Given the endless blather that's been in the sports press all week, it was especially gratifying to see the New England Patriots collectively rip San Diego's star squad fifty-three new assholes last night. I don't know if I buy the whole Belichick genius thing--I don't really have enough of a football mind to say--but he sure looks smarter with this year's surplus of talent, and I've a natural aversion to managers claiming credit for that. It's certainly safe to call Belichick obsessive though, and that's the most logical reason I can think of for his videotaping efforts.
(Parenthetically, it's the claim of every middling performer alive if the people around him were better, he'd be super. Tom Brady has been making decent receivers look brilliant for years, and now he has brilliant receivers. And damn if he's not living up to the hype.)
It kills me to have anything suffixed "gate" to be within a mile of my attention (and certainly not in sports) because it's a sure sign that the alleged scandal isn't going to be important enough to explain in any rational manner. This broke the seal however. Listen to this guy's cause for offense:
- "The arrogance of the organization, the smugness.
- The fact that this is nothing new. Stories are now coming out of the woodwork that cheating has been a normal modus operandi with this club.
- Good old street crime is one thing. It goes with the history of sports. But this video thing lifts it to a new level of electronic surveillance and into the realm of the hi-tech, white collar crime that we all hate. Put these guys on the business page, for God's sake. There's no place for them in sports"

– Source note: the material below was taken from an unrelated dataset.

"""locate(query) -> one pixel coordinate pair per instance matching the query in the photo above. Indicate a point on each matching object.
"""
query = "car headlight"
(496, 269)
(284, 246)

- "I hate that they win all the time." (I understand this of course. I live to see Peyton Manning put a disappointed frown on his ugly shilling mug.)
- "They were, like, doing it all the time, everyone says." (Do we really doubt that everyone's hand ain't in the cookie jar here? Of course they'll point to the guy who's not them. I mean, football organizations try to steal signals? Next you'll tell me that politicians sometimes compromise my best interests.)
- "Yeeha! I wanna coach I can done have a beer with. I don't trust me dem quiet nerds."
King Kaufman (via The Editors*) makes a good contrarian case:
Why does the league have that rule? For the same reason it has a rule governing the length of players' socks. The NFL likes rules.
[…]Punish the Patriots if that's what it takes to keep the suits -- and various Pats haters around the world -- happy. Then get rid of that rule.
What the Pats are accused of doing is "spying" on the Jets coaches as they sent signals to the defense. My understanding of spying must be different from the NFL's. Watching a guy flapping his arms while standing in the middle of 70,000 people and in front of a national TV audience doesn't qualify. Even if you point a camera at him. I mean another camera, aside from all the legal cameras that can be pointed at him.
[…]The Patriots may have been trying to steal the Jets' signals for immediate or future use, but there's nothing wrong with stealing signals. It's a fine and respectable art. If it weren't, teams wouldn't need signals that are coded.
The sports press is grooving on an anti-Pats vibe just now, suspecting that the evil masterminds at New England engineered some illegal audio as well, but that second accusation flies in the face of Goodell's example-making, crossing the line into unreasonable vendetta. The punishment was fairly severe for the infraction, and if the unavoidably loud message to the league was the goal--and I suspect it was--then overinvestigating a single team counters it. I have a hard time accepting that New England is uniquely blameworthy in borderline corporate espionage.
Sportswriters and citizens everywhere: when you suck up to authority, it only becomes more obnoxious.
Keifus
*Mean commenters there call the Pats the Little Cowboys (and the Red Sox the Junior Yankees). It hurts cuz it's true.